Certain medical devices, such as the following, are unconditionally zero-rated at all times:
- toilet seats specially designed for use by an individual with a disability
- insulin infusion pumps and blood-glucose monitors
- mechanical percussors for postural drainage treatment and chest wall oscillation systems for airway clearance therapy
- hearing aids
- laryngeal speaking aids
- wheelchairs and walkers designed to be operated by an individual with a disability
- canes and crutches specially designed for use by an individual with a disability
Other devices are zero-rated where certain conditions are met. The following devices, for example, are zero-rated if they are supplied on the written order of a medical practitioner for use by the individual named in the order:
- aerosol chambers and metered-dose inhalers intended for use in the treatment of asthma
- heart-monitoring devices for use by a consumer with heart disease
- devices that are designed to convert sound into light signals, for use by a consumer with a hearing impairment
- catheters for subcutaneous injections
- chairs specially designed for use by an individual with a disability
- extremity pumps, intermittent pressure pumps or similar devices for use in the treatment of lymphedema
- orthotic or orthopaedic devices
- footwear that is specially designed for use by an individual who has a crippled or deformed foot or similar disability
Medical devices supplied on the written order of any other healthcare professional are taxable.

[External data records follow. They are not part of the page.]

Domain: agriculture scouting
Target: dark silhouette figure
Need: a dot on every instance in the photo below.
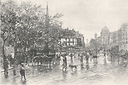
(6, 68)
(22, 72)
(64, 63)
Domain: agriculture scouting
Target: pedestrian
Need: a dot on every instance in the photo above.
(6, 68)
(22, 71)
(87, 57)
(64, 63)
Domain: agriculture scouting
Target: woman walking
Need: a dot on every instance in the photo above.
(22, 71)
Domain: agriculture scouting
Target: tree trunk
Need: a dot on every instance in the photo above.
(5, 63)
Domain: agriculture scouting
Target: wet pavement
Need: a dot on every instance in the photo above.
(101, 73)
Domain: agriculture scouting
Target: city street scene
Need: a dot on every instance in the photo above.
(63, 42)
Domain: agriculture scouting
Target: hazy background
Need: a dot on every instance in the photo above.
(88, 16)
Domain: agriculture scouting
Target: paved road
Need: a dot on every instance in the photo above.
(102, 73)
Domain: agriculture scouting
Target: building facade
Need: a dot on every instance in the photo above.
(119, 38)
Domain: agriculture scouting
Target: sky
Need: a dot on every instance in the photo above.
(88, 16)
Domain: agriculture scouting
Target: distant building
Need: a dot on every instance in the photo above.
(105, 37)
(119, 38)
(123, 37)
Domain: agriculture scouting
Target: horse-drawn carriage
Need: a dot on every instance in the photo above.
(44, 57)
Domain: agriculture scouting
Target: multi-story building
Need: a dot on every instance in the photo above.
(118, 38)
(123, 37)
(105, 37)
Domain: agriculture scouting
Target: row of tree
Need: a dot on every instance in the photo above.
(24, 25)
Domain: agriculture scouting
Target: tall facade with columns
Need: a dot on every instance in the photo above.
(105, 37)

Taxable supplies of drugs, medical devices and health products
Certain drugs, medical devices and health products sold in pharmacies and medical supply stores are taxable. Examples include:
- over-the-counter drugs such as nasal and sinus preparations, acetylsalicylic acid and acetaminophen
- eye drops
- various vitamins and minerals
- cold remedies and cough medicine
- medicated shampoo
- personal health products such as bandages and ankle and knee supports
These goods are available in pharmacies and medical supply stores and are designed for the treatment of minor illnesses and injuries that do not require the advice or intervention of a healthcare professional. Therefore, they are generally taxable whether or not they are prescribed by a medical practitioner or authorized individual.
For example, an over-the-counter acetylsalicylic acid product sold in a pharmacy is taxable if the purchaser simply shows his or her prescription for this product to the pharmacist. However, the product is zero-rated if the buyer gives the prescription directly to the pharmacist and the pharmacist dispenses the product.